I recall you saying she needs to find herself, and she seems to be doing this by being with another man. This tells me she has been unhappy, or at least not fully living life, and she now is now trying to come out of her shell. If she had been happy in the past, she would not have felt this pull (whatever it may be). Someone or something may have brought this to her attention. One question I have is why didn’t she feel safe enough to bring it up with you? Or if she felt safe, maybe she saw no point in doing so.
What may be happening is that she is growing emotionally and feels you are holding her back in some way. Perhaps she sees you as too reliable, too devoted, too static, rigid and unchanging (I’m not saying you are, just as an example).
Do you REALLY know what she wants? Has she made any attempts to tell you and have you tried to listen, not within the past few months, but in the past few years?

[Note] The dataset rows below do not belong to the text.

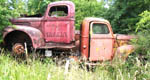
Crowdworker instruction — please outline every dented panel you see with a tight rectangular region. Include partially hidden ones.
[43,1,75,43]
[80,17,115,61]
[115,45,134,60]
[44,20,72,43]
[90,35,114,61]
[89,21,115,61]
[3,26,45,48]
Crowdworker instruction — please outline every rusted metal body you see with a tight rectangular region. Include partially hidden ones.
[12,43,25,55]
[3,1,75,49]
[3,25,45,48]
[114,34,134,60]
[43,1,75,43]
[80,18,134,61]
[3,1,134,62]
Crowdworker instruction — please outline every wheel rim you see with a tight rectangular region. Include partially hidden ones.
[12,43,25,55]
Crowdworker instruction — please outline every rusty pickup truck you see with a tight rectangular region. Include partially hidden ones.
[3,1,134,62]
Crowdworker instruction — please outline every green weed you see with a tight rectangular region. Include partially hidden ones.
[0,52,149,80]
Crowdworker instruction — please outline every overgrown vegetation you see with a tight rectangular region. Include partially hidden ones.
[0,52,150,80]
[104,0,150,33]
[72,0,106,29]
[132,11,150,61]
[1,0,150,80]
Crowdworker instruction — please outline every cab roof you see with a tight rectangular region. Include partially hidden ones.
[83,17,110,23]
[48,1,75,6]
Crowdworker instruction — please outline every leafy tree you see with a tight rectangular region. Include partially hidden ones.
[9,0,27,14]
[27,0,50,15]
[26,0,106,29]
[71,0,106,29]
[131,10,150,61]
[27,0,60,15]
[104,0,150,34]
[136,11,150,32]
[0,0,25,41]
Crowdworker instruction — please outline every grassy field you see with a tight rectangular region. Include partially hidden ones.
[0,52,150,80]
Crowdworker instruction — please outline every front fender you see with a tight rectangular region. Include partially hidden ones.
[3,25,45,48]
[115,45,134,60]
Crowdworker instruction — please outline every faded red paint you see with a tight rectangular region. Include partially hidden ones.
[80,18,115,61]
[3,26,45,48]
[89,22,115,61]
[4,1,75,49]
[43,1,75,43]
[80,17,134,61]
[80,18,90,60]
[115,34,133,40]
[116,45,134,60]
[11,18,42,29]
[3,1,134,62]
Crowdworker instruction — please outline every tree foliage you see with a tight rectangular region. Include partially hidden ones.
[26,0,106,29]
[104,0,150,34]
[1,0,150,34]
[136,11,150,32]
[132,31,150,60]
[27,0,51,15]
[0,0,27,42]
[131,10,150,61]
[0,0,23,40]
[71,0,106,29]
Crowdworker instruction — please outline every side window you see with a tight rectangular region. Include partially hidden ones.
[92,23,109,34]
[49,6,68,17]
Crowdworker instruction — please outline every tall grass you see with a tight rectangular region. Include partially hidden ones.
[0,52,150,80]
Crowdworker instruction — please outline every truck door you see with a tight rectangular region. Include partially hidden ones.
[44,5,74,43]
[89,22,114,61]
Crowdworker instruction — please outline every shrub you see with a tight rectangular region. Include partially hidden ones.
[132,10,150,60]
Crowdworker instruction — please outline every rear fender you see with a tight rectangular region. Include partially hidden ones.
[3,25,45,48]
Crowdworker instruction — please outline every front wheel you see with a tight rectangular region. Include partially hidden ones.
[12,43,25,55]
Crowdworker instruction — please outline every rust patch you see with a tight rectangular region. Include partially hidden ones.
[12,43,25,55]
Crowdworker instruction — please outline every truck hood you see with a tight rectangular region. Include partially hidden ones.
[114,34,134,40]
[10,17,42,27]
[11,17,42,23]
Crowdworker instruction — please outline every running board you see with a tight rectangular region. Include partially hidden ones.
[38,42,76,49]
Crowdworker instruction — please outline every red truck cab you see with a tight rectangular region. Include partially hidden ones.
[80,17,134,61]
[3,1,75,54]
[43,1,75,43]
[81,18,115,61]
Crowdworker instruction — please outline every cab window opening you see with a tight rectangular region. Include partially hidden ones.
[49,6,68,17]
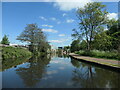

The reason I say this is that while I am in complete agreement with what Blackfoot says, I am wondering if the whole strategy of detachment is actually a 180, or if it is just in-line with what you have done in the past?
If she felt isolated and could not connect with you, will detaching show her that you “get” it, that you are a new person, or that you have only harden your resolved to be a more detached version of the old you. Unless there is more we do not know, I wonder if all the advice you have received is based on one major assumption, which could be wrong. I’m not saying this is the case, but that is where the risk lies IMO.
If that assumption is wrong, then the 180 might to show her that you can grow along with her and fill the void she feels in her life. I know you say you have been working on your spiritual development. I would think that requires a LOT of meditative and alone time. Maybe she thinks you have been only concerned about your growth and not hers, and the type of growth you have undertaken cannot include her? Maybe that’s why she is trying to find herself now?